Sun 8 Jul 2007
Okay, I’m going to act like a real blogger for a moment. Here are two things on the internet that I think are just fascinating:
http://blog.wired.com/business/2007/04/my_other_interv_1.html
The first is a WIRED magazine interview with Eric Schmidt, Google CEO, from 2005. He’s got really perceptive things to say about the impact of a leader’s thoughts, actions, and decisions on all the other people involved, and the importance of involving relevant people in the decision-making process; the compromises you have to make (in terms of violating a *pure* consensus model) to actually get things done and decisions made; and the way to channel other people’s brilliance in the most productive way possible. He speaks humbly and gives full credit to his collaborators, but I have a glimmer of an idea that very few people in the world are capable of leading a company like Google as successfully as he does. The bulk of this interview is stuff that I can apply to leading a theatre company. (For those not immersed in a high-tech culture: the “20 percent time” that they talk about during part of the interview is the Google corporate policy of encouraging each employee to devote 20 percent of their work time to a project of their own devising, that they work on at their own pace and share with their fellows. After I first read this interview, I had a dream that night that I was running a theatre company in which all the collaborators were expected to be working on their own side projects as well. I need to think more about how to apply all the other stuff he talks about.)
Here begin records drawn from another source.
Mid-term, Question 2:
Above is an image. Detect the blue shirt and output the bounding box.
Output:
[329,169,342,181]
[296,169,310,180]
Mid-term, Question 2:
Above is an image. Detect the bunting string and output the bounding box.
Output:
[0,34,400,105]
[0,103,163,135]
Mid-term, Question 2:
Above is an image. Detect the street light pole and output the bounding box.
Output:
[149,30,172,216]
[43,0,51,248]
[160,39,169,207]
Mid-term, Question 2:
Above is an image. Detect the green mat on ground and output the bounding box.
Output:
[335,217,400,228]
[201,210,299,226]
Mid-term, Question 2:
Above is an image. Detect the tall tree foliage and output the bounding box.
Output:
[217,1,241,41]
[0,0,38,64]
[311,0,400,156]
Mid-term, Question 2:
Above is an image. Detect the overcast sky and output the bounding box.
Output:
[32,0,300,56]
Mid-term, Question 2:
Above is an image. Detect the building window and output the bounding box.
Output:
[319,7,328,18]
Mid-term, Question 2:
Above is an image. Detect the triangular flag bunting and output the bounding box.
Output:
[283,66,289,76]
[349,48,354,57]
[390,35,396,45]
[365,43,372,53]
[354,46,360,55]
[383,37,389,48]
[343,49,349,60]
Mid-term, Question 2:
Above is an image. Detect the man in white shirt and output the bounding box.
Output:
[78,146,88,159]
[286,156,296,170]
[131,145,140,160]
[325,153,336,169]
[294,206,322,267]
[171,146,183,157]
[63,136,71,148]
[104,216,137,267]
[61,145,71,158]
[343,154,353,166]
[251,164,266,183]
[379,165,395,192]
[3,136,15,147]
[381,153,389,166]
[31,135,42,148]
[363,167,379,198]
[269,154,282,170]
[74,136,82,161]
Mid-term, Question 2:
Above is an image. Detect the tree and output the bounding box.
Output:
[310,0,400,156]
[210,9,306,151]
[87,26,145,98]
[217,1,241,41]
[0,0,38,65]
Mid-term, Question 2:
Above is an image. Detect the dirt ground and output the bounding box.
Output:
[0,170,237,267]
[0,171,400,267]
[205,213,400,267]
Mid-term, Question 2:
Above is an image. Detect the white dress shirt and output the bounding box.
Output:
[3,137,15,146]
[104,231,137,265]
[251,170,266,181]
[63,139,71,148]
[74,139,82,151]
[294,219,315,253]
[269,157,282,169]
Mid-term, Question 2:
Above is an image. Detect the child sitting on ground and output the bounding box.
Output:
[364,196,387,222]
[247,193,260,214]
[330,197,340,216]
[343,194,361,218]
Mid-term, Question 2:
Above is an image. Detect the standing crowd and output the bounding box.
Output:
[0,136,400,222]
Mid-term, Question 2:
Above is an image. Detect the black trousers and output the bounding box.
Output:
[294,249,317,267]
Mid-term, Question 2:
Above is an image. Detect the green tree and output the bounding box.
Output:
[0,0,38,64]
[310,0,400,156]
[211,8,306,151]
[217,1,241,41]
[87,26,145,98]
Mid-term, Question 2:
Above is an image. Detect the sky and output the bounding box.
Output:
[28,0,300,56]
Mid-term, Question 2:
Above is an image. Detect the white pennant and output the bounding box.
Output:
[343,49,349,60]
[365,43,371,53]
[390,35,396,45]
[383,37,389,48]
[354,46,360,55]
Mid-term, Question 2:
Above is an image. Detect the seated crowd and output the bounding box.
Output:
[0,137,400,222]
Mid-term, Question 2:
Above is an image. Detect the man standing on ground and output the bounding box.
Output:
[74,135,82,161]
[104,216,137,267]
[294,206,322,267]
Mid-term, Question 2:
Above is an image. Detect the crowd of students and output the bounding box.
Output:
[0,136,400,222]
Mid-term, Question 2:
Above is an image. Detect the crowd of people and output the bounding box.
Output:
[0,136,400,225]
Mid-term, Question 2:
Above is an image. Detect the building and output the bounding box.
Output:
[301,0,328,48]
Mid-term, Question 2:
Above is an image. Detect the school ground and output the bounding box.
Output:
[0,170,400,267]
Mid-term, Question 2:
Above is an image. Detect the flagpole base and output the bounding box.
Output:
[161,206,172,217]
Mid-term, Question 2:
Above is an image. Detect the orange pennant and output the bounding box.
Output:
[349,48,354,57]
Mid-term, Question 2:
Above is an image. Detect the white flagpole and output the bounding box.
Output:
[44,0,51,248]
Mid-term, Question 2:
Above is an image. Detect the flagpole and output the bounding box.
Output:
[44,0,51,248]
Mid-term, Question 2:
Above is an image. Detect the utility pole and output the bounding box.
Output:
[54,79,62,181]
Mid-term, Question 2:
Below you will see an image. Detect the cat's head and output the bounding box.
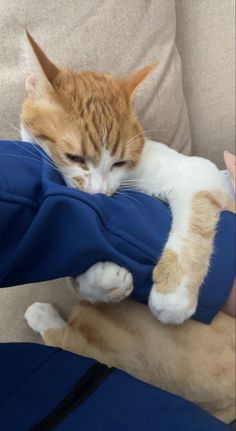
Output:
[21,33,156,195]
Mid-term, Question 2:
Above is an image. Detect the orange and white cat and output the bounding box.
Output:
[21,34,225,324]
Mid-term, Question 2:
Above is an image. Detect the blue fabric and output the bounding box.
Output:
[0,343,230,431]
[0,141,235,323]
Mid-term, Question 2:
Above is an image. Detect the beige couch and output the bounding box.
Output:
[0,0,235,341]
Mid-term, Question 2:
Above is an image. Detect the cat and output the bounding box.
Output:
[21,33,226,324]
[25,298,236,428]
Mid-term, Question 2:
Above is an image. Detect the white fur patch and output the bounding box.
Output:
[72,262,133,303]
[148,286,196,324]
[25,302,66,336]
The second link is a ‘modern speech’ translation of Washington’s Farewell Address (courtesy Randall Munroe of xkcd.com fame.) I include this link instead of Washington’s original address because Randall did a pretty good job of the ‘translation’, and it’s much easier to get through (though if you’re a purist you can follow the link on Randall’s blog to Washington’s original text.) It’s another example of really impressive leadership, and it’s sad that in my lifetime I don’t think I’ve seen a president who could address the problems of running the country as a whole in such a thoughtful, honest, non-condescending way. I’m a little spooked by his assertion that only religious people can be truly moral, but aside from that, this speech evinces overtones of the same things I see in Schmidt’s interview: a willingness to learn from experience, an acknowledgment that not everything is figured out yet, a deep understanding of how people work together, a deep distrust of segmentation, and a certain amount of humility about his own role in it all.
Both these articles have been haunting me for months now. Anyone with thoughts about them, call me! Let’s talk pretentiously about leadership as if we know something about it, whee!
:-p It’s 2:40 in the morning. I can never tell how seriously to take myself at this hour. G’night, beautiful people.